The County Council passed legislation in 2006 making Lunar New Year a day of commemoration to recognize the significant contributions Asian Americans have made in the County. Approximately 14 percent of Montgomery County’s population is Asian American.

Too bad for Native Americans that they compose only 0.7 percent of Montgomery’s population.

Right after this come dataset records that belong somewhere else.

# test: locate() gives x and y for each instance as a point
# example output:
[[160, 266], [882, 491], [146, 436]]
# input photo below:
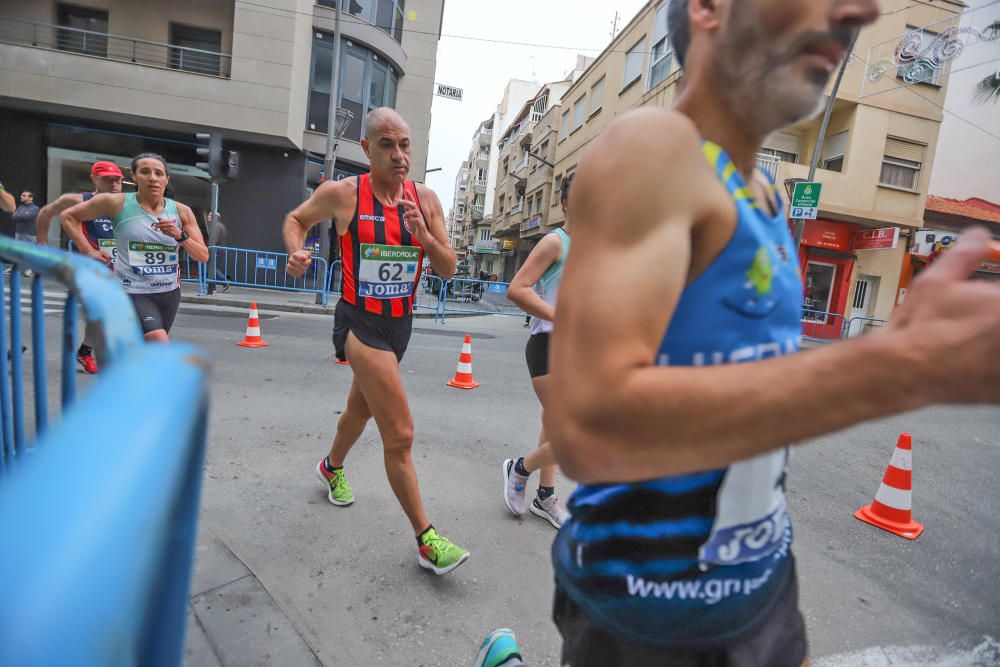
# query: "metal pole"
[[331, 137], [800, 225]]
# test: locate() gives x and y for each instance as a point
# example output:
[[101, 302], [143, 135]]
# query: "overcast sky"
[[482, 69]]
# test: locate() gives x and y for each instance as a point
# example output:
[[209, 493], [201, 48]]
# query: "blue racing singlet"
[[698, 559]]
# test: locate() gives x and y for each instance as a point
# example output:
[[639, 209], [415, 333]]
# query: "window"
[[834, 150], [579, 110], [661, 59], [384, 14], [782, 145], [597, 97], [921, 70], [193, 43], [633, 64], [85, 30], [367, 81], [901, 163]]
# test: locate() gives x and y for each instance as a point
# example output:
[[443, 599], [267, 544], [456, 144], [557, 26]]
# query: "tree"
[[988, 90]]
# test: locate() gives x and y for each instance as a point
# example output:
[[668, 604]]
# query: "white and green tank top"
[[548, 285], [147, 259]]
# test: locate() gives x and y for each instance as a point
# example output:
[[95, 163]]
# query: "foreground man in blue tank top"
[[675, 387]]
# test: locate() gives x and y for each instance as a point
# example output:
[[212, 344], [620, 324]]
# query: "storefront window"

Hortatory and Grandstanding

Let’s next get the obvious out of the way: George Leventhal is no stranger to hortatory and grandstanding. Infamously so. More than any other elected official in Montgomery, George is renowned for his bursts of temper, lecturing and posturing in public and private. The clip above from the Washington Post is one example (see George unable to help himself starting at 1:04).

Whether it is what allows him to accomplish his goals or impedes him from being as effective or successful as he might like, many people in the County have seen or experienced it. Indeed, as in the above example, it often elides into bullying from exhortation or grandstanding.

Has George Leventhal Ever Met Ike Leggett?

For those of you less familiar with Montgomery County Executive Ike Leggett, who recently began his third term, allow me to explain that most of his speeches and actions are political oatmeal: reasonably satisfying and nothing that upsets the stomach.

While he has often been called highly cautious and prudent–and criticized at times for being overly so–I have never heard anyone ever describe the County Executive’s actions as “hortatory” or “grandstanding.” I heard him once get mildly exercised about Maintenance of Effort for a minute at a Committee for Montgomery breakfast but the moment passed.

Let me suggest that this is not accidental.

Notwithstanding the election of President Barack Obama, the election of African Americans from jurisdictions that do not have either a black majority or a combined black and Latino majority remains relatively rare. (If you go on researchgate.net, you can find some of my own publications on the topic.)

Unfortunately, the same actions that might be labelled as passionate or firm leadership by a white politicians have sometimes been stereotyped as angry and hostile when done by a black politician. Disciplined, successful African-American politicians who achieve high levels of non-black support tend to stay away from actions that could be perceived as hectoring or confrontational.

As a result, no one has ever confused Ike Leggett with H. Rap Brown. The payoff has been high: Ike Leggett is not just the County’s first African-American County Executive. He is one of Montgomery’s most successful politicians ever. Full stop. But no one views him as “hortatory” or “grandstanding.”

There is a reason that the Post has never run a clip of Ike like the one of George. It doesn’t exist.